Hmm… there seems to be a pattern, doesn’t there?

Has anyone done a study? These are pretty prominent cases. What percentage of working psychiatrists are actually caught molesting or taking sexual advantage of their patients? “Psychiatrists who molested patients” gets over a million hits on Google.

It stands to reason. By the nature of the job, the psychiatric profession is going to attract bullies, abusers, and manipulators. The patient is utterly vulnerable, completely under their control, pre-screened as a trained victim. If they complain, hell, who’s going to believe them? Their parents have already betrayed them. That’s why they’re suffering PTSD. And they’re mad, aren’t they?

Accordingly, going to a psychotherapist is frightfully likely to be the worst thing possible for anyone who has already experienced systematic abuse in their childhood. Which is to say, for anyone likely to be going to a therapist.

Granted, not all psychotherapists will be bullies, manipulators, or abusers. Some will just be naive and perhaps a bit thick. But it will be the classic type.
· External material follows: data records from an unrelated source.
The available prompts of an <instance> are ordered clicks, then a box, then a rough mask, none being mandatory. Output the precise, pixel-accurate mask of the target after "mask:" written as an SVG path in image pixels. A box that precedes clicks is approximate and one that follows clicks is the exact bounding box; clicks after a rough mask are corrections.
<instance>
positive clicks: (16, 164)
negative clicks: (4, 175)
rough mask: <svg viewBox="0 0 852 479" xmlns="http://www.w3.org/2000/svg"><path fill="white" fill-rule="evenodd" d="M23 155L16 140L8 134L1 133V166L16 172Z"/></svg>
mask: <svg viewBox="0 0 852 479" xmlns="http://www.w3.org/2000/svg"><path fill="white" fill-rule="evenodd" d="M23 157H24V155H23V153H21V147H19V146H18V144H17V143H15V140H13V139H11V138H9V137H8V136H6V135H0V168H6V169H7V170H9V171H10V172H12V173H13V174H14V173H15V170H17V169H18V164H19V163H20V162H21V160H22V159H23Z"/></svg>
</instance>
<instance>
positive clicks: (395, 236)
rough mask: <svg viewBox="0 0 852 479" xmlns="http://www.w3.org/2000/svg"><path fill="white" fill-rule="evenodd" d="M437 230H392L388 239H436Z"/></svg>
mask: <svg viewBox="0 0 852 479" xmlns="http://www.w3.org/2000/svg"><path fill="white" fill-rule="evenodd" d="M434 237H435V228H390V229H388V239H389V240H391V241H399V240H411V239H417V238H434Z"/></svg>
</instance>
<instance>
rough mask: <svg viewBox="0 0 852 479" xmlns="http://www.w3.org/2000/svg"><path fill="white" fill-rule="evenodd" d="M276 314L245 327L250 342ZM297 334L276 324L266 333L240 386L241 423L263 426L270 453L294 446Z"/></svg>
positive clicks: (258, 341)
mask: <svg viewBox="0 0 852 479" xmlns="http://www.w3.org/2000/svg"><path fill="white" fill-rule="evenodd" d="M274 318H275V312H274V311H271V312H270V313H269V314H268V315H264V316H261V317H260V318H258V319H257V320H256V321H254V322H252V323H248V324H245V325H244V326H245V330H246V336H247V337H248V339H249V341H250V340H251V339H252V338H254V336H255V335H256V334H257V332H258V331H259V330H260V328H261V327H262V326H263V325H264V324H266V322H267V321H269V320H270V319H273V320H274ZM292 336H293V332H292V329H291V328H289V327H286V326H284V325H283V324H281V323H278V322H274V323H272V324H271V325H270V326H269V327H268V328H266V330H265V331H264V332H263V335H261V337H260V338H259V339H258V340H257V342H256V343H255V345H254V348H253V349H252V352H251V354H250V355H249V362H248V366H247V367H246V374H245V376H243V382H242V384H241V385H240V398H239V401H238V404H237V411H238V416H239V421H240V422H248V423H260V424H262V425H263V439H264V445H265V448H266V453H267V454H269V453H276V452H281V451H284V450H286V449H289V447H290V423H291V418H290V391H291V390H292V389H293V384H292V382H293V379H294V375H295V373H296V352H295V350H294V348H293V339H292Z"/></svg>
You will say, of course, gentle reader, that Catholic priests have commonly been found doing the same thing, fingering the merchandise. Yes, but mostly in the press and in the lynch mob: surveys show that such behaviour is no more common among Catholic priests than among clergy of other denominations, and, if I recall correctly, less than among the general public. It is just that it is shocking when it comes from a priest: man bites dog.

And, other then the likelihood that people will consider them above suspicion, there is really nothing in the work of a priest that makes the job of any special value to bullies, pedophiles or psychopaths.

You don’t get to order anybody around. You don’t get to be alone for extended periods with anyone vulnerable. You are under obedience, not left unsupervised. Even the construction of the Catholic confessional ensures a certain formality, anonymity, and no physical contact.

Not so for analysts.

Why don’t we hear about it more?  Psychiatrists have a lot more money and social standing than priests. This probably protects the profession from greater scrutiny.

But hell will be paid.

“Transference” sounds to me like an alibi. The transference is the analysis; or rather, the counter-transference is the analysis. The transference is really a counter-counter-transference. And it predictably makes everything worse.

Ernest Jones described himself, according to my friend, as “opinionated, tactless, conceited and inconsiderate.”

This is the character type I would expect to become an analyst: someone inordinately full of him or herself. The fact that Jones says it himself perhaps makes it less likely to be true, and is to his credit, but those last two characteristics are obviously sinister in this context.

It takes a lot of investment in yourself to become a medical doctor, and then a psychiatrist. The social prestige of the M.D. is huge. You make a lot of money doing it. You get to act God-like towards your patients; your innate superiority is assumed as the basis of the analysis. You get to probe into their most intimate thoughts.

It is all pretty much perfectly tailored to ensure that analysts will be Laius types, self-centred, the very sort who, as parents, abuse their children.

Now they get to abuse patients full-time in the same way.

And the patients are probably dead right to see their parent’s characteristic behaviours and attitudes in the psychiatrist. As, reputedly, they invariably do.